THE ART OF MINIMIZING SIBLING RIVALRY
“Sibling rivalry” is cliché enough to be almost a joke—but few parents are inclined to laugh when it’s their two (or more) children squabbling over who got one more teaspoon of ice cream. Even if you didn’t, and don’t, care that much for your own siblings, it’s hard not to take it personally when your offspring don’t automatically love each other as much as you love each of them.
There are ways to influence the status quo away from rivalry, though.
Here are a few ideas for your classroom:
Get an Early Start
As soon as you know you’re expecting a second baby, explain to your older child how babies need everything done for them, and what’s likely to change in your everyday lives. Kids are most amenable to the new “big brother/sister” position when you emphasize the advantages of being older and more independent—and when you let them help out in age-appropriate, fun ways. Also, this is a great time to introduce to them to the idea that this will most likely be the longest and one of the most important relationships of your entire life.
Don’t Panic at Every Sign of Hostility
Constantly harping on “She’s your sister and you have to love her” almost guarantees that siblings will grow up despising each other. You can’t generate positive feelings through negative pressure.
In most cases, siblings will work out their own differences of opinion—and conclude on a note of mutual respect—if you decline to get involved.
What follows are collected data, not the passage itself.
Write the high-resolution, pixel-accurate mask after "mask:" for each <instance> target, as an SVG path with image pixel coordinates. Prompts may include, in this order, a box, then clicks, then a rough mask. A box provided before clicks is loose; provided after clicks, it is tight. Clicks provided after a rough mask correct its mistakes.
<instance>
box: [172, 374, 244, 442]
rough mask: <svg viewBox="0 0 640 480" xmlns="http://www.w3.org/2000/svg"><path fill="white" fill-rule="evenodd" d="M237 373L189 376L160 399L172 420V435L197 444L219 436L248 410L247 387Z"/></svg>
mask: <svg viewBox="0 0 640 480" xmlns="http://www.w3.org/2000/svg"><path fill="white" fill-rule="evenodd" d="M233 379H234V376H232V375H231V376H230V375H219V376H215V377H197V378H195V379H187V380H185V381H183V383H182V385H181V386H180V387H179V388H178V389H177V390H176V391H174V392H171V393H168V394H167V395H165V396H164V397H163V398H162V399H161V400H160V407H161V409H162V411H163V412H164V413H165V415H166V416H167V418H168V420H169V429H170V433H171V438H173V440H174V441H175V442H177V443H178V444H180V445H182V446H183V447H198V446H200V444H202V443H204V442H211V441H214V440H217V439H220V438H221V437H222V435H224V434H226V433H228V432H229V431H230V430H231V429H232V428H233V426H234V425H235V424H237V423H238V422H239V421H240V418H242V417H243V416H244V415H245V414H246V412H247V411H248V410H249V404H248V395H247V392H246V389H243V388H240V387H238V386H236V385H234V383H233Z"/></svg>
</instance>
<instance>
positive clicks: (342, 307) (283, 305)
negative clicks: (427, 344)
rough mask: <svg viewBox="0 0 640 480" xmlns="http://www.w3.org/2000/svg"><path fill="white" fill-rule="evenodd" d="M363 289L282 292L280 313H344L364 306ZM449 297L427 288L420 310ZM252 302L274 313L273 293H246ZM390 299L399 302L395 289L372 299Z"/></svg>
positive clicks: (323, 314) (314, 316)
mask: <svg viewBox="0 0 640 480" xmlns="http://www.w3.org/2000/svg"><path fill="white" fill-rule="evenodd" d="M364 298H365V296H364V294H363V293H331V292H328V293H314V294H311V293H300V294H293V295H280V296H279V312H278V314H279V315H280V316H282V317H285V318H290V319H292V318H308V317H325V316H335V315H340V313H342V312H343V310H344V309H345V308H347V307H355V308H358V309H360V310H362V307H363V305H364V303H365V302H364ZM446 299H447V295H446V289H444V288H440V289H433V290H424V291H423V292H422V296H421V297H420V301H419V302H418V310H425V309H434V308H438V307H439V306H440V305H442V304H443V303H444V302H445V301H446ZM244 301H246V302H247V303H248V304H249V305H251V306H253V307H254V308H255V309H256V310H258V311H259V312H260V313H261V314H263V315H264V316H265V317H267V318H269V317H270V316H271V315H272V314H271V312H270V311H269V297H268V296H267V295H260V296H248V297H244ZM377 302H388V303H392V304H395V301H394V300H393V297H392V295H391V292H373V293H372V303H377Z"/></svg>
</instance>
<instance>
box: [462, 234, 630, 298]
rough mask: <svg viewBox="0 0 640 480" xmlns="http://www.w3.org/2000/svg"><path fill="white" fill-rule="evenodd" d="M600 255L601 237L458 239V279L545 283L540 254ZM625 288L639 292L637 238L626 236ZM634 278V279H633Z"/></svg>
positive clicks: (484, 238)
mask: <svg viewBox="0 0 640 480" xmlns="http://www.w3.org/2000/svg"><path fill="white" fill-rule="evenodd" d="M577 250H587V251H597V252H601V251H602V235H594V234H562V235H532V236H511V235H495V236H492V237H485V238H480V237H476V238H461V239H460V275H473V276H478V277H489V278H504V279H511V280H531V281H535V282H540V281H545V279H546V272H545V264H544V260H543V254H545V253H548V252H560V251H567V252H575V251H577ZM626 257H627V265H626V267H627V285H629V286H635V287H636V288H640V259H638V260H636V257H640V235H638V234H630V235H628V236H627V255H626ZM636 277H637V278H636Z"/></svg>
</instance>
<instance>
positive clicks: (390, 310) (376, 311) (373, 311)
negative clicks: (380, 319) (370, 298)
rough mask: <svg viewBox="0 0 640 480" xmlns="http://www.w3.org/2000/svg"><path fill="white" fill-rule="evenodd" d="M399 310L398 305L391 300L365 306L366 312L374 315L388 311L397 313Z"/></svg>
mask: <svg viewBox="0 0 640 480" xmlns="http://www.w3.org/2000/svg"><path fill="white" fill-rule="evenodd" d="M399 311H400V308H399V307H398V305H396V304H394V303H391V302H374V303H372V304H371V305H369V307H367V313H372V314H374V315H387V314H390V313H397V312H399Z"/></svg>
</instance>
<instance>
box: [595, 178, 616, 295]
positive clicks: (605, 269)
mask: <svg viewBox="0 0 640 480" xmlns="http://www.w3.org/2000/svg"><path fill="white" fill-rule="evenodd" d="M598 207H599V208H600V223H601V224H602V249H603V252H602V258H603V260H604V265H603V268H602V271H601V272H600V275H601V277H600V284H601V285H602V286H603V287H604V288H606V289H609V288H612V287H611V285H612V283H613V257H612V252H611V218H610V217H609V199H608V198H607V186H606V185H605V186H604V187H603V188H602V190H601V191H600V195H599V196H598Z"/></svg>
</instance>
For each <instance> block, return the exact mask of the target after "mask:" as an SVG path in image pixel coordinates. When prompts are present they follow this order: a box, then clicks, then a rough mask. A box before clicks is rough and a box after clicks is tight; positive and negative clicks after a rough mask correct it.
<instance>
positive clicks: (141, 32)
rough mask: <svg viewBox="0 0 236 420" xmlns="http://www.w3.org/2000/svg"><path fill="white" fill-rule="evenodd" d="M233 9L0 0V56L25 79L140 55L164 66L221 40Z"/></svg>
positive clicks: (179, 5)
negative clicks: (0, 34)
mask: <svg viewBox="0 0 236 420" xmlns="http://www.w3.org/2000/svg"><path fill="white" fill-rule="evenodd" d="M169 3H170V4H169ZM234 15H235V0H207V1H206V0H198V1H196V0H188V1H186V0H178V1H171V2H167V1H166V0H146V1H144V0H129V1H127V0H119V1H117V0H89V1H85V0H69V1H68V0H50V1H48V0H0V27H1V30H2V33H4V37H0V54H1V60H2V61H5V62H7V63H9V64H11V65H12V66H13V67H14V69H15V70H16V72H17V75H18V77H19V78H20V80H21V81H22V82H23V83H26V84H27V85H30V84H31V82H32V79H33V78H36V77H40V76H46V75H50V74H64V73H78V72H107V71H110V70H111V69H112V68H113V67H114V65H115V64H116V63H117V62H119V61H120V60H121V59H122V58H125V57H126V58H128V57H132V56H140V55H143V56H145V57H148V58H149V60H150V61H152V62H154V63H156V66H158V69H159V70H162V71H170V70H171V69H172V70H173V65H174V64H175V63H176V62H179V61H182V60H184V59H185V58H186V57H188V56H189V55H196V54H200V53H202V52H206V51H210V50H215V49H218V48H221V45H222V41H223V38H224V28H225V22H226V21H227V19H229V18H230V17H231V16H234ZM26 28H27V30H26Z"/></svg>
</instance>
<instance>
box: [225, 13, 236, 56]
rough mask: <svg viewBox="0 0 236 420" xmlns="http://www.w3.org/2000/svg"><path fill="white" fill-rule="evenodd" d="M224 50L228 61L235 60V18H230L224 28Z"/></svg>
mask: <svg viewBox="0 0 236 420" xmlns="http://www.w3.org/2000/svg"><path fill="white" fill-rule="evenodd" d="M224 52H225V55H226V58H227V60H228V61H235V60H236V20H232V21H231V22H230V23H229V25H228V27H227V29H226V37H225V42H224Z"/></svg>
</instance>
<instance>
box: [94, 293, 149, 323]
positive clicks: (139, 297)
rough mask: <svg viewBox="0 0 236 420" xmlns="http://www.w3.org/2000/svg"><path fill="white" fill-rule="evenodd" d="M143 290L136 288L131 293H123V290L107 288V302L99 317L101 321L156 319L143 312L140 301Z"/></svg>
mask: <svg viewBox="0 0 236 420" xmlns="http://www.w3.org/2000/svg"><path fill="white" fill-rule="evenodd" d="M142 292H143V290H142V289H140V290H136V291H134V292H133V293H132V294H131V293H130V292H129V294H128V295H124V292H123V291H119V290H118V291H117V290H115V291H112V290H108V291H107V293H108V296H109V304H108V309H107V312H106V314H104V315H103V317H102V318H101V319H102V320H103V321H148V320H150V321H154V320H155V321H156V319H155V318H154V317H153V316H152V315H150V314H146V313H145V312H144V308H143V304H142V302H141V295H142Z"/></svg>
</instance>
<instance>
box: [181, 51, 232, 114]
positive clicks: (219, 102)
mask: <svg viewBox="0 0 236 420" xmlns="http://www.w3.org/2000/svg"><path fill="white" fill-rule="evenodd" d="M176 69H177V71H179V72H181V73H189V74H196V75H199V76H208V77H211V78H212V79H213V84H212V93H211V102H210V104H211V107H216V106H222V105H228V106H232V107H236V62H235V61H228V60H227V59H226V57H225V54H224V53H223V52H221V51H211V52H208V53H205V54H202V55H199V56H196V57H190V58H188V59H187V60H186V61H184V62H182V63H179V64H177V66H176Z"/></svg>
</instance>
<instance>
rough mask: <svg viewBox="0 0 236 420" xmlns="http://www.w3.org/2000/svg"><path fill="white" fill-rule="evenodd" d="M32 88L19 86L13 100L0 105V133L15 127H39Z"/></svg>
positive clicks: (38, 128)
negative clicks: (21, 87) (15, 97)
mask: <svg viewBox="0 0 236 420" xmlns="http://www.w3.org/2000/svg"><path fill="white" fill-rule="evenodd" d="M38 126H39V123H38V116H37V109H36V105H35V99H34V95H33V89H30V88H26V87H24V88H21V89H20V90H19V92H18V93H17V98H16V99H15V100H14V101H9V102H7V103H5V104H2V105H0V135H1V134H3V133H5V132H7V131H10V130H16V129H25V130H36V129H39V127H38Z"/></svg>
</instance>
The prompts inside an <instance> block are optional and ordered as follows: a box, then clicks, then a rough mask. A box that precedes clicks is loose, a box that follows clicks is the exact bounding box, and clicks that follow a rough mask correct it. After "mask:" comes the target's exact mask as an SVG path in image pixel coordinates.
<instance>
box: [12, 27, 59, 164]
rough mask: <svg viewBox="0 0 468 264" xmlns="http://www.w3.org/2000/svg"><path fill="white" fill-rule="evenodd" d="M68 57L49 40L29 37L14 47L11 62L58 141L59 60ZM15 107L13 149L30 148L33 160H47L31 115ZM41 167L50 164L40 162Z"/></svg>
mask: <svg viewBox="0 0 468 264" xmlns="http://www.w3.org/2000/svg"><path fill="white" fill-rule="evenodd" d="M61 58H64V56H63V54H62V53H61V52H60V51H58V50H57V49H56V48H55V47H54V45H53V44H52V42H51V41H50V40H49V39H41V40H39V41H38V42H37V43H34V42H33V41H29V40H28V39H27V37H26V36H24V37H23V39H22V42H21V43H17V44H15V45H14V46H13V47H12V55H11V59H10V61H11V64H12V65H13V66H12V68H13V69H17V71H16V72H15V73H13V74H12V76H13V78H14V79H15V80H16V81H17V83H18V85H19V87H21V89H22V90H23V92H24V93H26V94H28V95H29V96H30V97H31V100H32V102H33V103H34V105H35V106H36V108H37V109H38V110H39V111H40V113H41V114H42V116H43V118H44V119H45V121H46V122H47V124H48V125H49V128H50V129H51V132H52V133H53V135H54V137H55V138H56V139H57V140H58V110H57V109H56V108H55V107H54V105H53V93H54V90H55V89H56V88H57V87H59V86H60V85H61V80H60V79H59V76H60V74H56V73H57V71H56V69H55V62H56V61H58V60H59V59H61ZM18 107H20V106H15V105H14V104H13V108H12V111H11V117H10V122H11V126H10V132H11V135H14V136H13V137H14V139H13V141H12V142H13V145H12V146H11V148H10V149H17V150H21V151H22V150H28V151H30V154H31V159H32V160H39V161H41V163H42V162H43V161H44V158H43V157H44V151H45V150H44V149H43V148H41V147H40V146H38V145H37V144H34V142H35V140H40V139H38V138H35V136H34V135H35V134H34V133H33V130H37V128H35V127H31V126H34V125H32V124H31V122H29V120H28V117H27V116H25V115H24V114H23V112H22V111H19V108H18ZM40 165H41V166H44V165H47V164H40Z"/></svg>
Adult-dictated “solutions” have a way of generating worse rivalry in the future, as kids learn to see every minor disagreement as one more opportunity to get Mom on their side against the “enemy.” (Or as one more proof that “little brother’s sole purpose in life is to enlist allies in a conspiracy to make my life miserable.”) If you feel you must do something, send both parties to time-out until they cool down, without implying either is right or wrong.
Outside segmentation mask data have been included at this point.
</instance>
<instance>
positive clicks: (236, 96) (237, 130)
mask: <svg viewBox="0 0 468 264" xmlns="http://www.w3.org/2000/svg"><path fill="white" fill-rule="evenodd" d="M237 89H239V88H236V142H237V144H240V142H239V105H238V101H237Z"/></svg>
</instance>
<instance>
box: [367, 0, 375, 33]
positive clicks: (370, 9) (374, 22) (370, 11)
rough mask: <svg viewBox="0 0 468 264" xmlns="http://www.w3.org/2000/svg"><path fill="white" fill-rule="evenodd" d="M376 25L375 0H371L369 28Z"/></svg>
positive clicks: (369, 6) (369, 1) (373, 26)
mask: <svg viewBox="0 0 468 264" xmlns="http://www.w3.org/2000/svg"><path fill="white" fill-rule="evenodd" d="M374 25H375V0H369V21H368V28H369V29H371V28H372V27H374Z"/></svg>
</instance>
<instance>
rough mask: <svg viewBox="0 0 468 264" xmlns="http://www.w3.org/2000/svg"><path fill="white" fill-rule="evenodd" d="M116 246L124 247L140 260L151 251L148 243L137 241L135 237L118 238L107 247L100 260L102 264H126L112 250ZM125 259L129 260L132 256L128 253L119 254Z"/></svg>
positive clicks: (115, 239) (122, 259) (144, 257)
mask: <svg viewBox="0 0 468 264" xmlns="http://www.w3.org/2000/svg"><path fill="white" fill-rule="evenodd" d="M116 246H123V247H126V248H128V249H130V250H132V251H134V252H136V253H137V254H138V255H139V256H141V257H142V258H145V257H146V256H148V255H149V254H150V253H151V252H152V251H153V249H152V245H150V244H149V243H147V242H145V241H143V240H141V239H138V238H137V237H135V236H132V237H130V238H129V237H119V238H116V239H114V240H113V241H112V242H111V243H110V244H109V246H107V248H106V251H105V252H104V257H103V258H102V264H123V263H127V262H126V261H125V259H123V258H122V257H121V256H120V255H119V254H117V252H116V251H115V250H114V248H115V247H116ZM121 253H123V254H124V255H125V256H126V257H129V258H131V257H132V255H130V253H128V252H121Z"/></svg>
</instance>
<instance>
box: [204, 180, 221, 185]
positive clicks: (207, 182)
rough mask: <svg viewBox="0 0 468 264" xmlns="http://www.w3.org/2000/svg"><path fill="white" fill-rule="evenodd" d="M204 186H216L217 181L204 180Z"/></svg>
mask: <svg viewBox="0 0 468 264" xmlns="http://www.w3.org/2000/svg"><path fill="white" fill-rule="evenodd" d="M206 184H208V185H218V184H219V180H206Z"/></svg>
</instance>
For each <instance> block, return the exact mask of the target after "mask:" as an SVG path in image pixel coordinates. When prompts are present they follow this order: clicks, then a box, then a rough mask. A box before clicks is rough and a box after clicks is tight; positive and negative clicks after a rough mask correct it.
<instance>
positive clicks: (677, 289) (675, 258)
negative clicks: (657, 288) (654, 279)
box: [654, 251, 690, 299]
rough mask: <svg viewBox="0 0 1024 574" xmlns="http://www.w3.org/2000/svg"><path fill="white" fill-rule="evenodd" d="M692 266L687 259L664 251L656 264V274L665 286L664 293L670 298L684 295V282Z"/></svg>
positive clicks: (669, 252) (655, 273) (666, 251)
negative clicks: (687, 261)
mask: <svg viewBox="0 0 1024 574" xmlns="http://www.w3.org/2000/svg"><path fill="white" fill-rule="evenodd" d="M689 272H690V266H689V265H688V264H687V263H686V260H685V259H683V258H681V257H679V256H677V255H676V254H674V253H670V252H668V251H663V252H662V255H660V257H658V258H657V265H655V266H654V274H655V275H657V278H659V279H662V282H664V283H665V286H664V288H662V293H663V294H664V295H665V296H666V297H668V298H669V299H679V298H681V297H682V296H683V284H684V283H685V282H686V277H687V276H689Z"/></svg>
Openly Appreciate Each Child as an Individual
It’s not only the blatant “Why can’t you be like your brother?” comparisons that fuel resentment and jealousy. If one child stands out as the natural scholar you wished you were—or resembles the cousin who bullied you mercilessly—your attitude can assert itself in a thousand subtle ways. And the kids will sense it.
Occasionally, a parent goes to the opposite extreme. As one woman put it, “My mother constantly nagged us to downplay our natural talents ‘or your sister will feel bad because she isn’t as good.’
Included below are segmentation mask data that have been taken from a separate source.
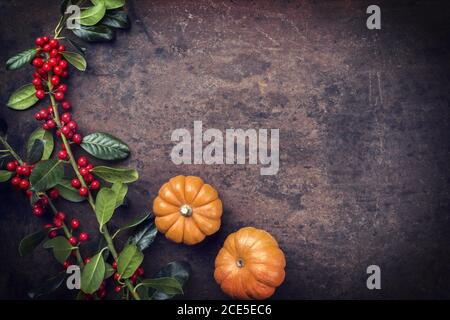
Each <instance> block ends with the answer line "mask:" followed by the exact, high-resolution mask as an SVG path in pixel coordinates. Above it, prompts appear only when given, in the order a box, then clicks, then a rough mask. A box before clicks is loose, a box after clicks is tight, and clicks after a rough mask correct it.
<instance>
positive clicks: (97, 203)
mask: <svg viewBox="0 0 450 320" xmlns="http://www.w3.org/2000/svg"><path fill="white" fill-rule="evenodd" d="M115 208H116V193H115V192H114V191H112V190H111V189H110V188H102V189H100V191H99V192H98V194H97V199H96V200H95V214H96V216H97V220H98V223H99V225H100V230H102V228H103V226H104V225H105V224H106V223H108V221H109V220H110V219H111V218H112V216H113V214H114V209H115Z"/></svg>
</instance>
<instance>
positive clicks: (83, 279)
mask: <svg viewBox="0 0 450 320" xmlns="http://www.w3.org/2000/svg"><path fill="white" fill-rule="evenodd" d="M104 277H105V261H104V260H103V254H102V251H100V252H99V253H97V254H96V255H95V256H94V257H92V259H91V261H90V262H89V263H87V264H86V265H85V266H84V268H83V270H82V271H81V290H82V291H83V292H84V293H89V294H92V293H94V292H95V291H97V290H98V288H100V285H101V284H102V282H103V279H104Z"/></svg>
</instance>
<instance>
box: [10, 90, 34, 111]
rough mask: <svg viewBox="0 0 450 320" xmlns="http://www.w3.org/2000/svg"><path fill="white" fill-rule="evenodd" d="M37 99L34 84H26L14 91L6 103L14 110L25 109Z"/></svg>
mask: <svg viewBox="0 0 450 320" xmlns="http://www.w3.org/2000/svg"><path fill="white" fill-rule="evenodd" d="M38 100H39V99H38V98H37V97H36V89H35V88H34V86H33V85H32V84H27V85H24V86H23V87H20V88H19V89H17V90H16V91H14V93H13V94H12V95H11V96H10V97H9V100H8V102H7V103H6V105H7V106H8V107H10V108H11V109H14V110H26V109H28V108H30V107H31V106H33V105H34V104H35V103H36V102H37V101H38Z"/></svg>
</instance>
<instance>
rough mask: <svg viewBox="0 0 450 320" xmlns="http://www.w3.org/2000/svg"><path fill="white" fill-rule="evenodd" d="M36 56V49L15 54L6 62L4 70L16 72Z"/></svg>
mask: <svg viewBox="0 0 450 320" xmlns="http://www.w3.org/2000/svg"><path fill="white" fill-rule="evenodd" d="M35 55H36V49H35V48H33V49H28V50H25V51H22V52H21V53H18V54H16V55H15V56H14V57H11V58H9V59H8V61H6V69H8V70H16V69H19V68H21V67H22V66H24V65H26V64H27V63H29V62H30V61H31V60H32V59H33V58H34V56H35Z"/></svg>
Mom meant well, but we girls both grew up with serious inhibitions about putting forth real effort—and without particularly warm feelings toward each other.”
A better way to dodge the comparison trap is to organize a series of family meetings around the theme “Find Your Own Best Self.” Let everyone take turns answering such questions as:
- What do you love to do for fun?
- In what ways would you most like to help the world?
- What could we do as a big family project? How would you contribute? How do you think [fill in other family members’ names, in turn] could contribute?
Clarifying each family member’s passions and goals (including your own) encourages everyone to appreciate other family members and themselves as special individuals with valuable contributions to make. And people who value themselves have no need to regard others as rivals.